Season 3 Episode 1: Fast Iterations
The fundamental feature of Data Science is experimentation, and you need to set up your workflow in a way that you can do a lot of it quickly.
Welcome back to The Art of Data Science. I know it’s been a long time coming. I started (and quickly ended) a season 2 in 2021, soon after I had started a full time job in Data Science. Basically life came in the way.
Recently, I finished two years in the job, and turned forty (the two coincided), and have decided that I need to remake my portfolio around my “principal component” that is my job.
In the two weeks since I made this resolution, this has been far more easier said than done. Work is hectic as usual (I came home post 7 each day this week). There are other commitments. I’ve been trying to meet people. All this together means less time than I had expected to blog (which I’ve been regular at) and write this newsletter.

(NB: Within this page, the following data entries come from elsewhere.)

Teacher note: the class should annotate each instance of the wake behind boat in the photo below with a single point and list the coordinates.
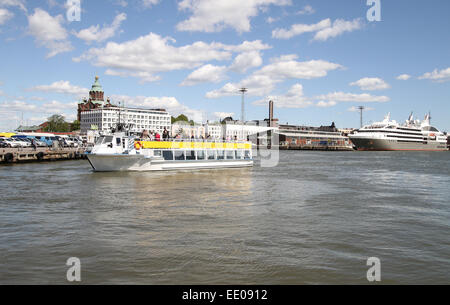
(390, 135)
(119, 152)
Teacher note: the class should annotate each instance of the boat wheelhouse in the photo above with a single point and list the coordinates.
(118, 152)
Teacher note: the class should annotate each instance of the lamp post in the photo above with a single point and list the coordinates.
(243, 91)
(361, 109)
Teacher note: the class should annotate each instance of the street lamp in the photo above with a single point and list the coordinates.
(243, 91)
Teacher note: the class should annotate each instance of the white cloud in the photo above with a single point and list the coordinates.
(149, 3)
(5, 15)
(19, 3)
(216, 15)
(271, 20)
(339, 27)
(404, 77)
(323, 29)
(49, 32)
(351, 97)
(436, 75)
(122, 3)
(64, 87)
(298, 29)
(151, 54)
(97, 34)
(263, 81)
(356, 109)
(58, 107)
(245, 61)
(222, 115)
(371, 84)
(293, 99)
(206, 73)
(17, 106)
(323, 104)
(306, 10)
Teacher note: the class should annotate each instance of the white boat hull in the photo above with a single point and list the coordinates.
(117, 162)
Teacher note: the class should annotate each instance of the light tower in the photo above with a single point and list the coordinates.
(361, 109)
(243, 91)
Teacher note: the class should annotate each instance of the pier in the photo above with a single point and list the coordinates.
(20, 155)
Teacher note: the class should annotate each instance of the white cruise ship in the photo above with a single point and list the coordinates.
(390, 135)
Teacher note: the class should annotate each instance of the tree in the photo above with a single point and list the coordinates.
(57, 123)
(75, 125)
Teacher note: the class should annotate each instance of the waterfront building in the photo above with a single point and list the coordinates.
(138, 119)
(186, 130)
(96, 100)
(96, 114)
(214, 130)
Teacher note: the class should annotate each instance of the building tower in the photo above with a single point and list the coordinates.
(96, 99)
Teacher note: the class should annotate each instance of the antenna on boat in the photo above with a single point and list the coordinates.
(361, 109)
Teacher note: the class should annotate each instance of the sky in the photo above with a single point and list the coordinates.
(318, 60)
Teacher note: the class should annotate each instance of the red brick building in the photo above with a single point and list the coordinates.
(96, 99)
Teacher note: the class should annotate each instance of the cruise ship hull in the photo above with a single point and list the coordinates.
(117, 162)
(390, 145)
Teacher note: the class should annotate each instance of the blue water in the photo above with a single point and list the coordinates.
(313, 219)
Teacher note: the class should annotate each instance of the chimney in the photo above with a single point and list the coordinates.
(270, 113)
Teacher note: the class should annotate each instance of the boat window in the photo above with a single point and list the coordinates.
(211, 155)
(179, 155)
(200, 155)
(190, 155)
(168, 155)
(220, 155)
(99, 141)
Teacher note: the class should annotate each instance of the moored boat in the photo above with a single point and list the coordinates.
(119, 152)
(390, 135)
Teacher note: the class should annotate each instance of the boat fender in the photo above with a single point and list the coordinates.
(9, 158)
(40, 156)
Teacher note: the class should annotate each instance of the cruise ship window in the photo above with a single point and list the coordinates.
(200, 155)
(211, 154)
(179, 155)
(190, 155)
(168, 155)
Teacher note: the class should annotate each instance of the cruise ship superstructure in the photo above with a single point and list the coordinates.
(390, 135)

But I promise - Season 3 (had to start afresh after the disaster of Season 2) will endure longer than Season 2. I’ll figure out a system where I publish exactly once in 2 weeks (irrespective of when I write). If you know of one such system, let me know. Also, I’m changing up the format to make the posts shorter. I’ll only talk about one thing at a time. So let’s begin.
Fast Iterations
All opinions expressed in this entire newsletter are my sole personal opinions and do not in any way reflect those of people / organisations I might be associated with
Data Science
Around the same time Season 2 failed to take off, I started a podcast. I called it “Data Chatter”, and it lasted 16 episodes (so a good full season). Each episode I would interview someone working in/around data. I had a whole load of fun recording it. I had less fun editing the thing (one big reason I “put NED” and never did a season 2).
One of these episodes was with my high school friend Dhanya, who runs parallel tracks as a neuroscientist and a data scientist (and she also runs). I interviewed her on why so many PhDs get attracted to academics. Her answer was interesting.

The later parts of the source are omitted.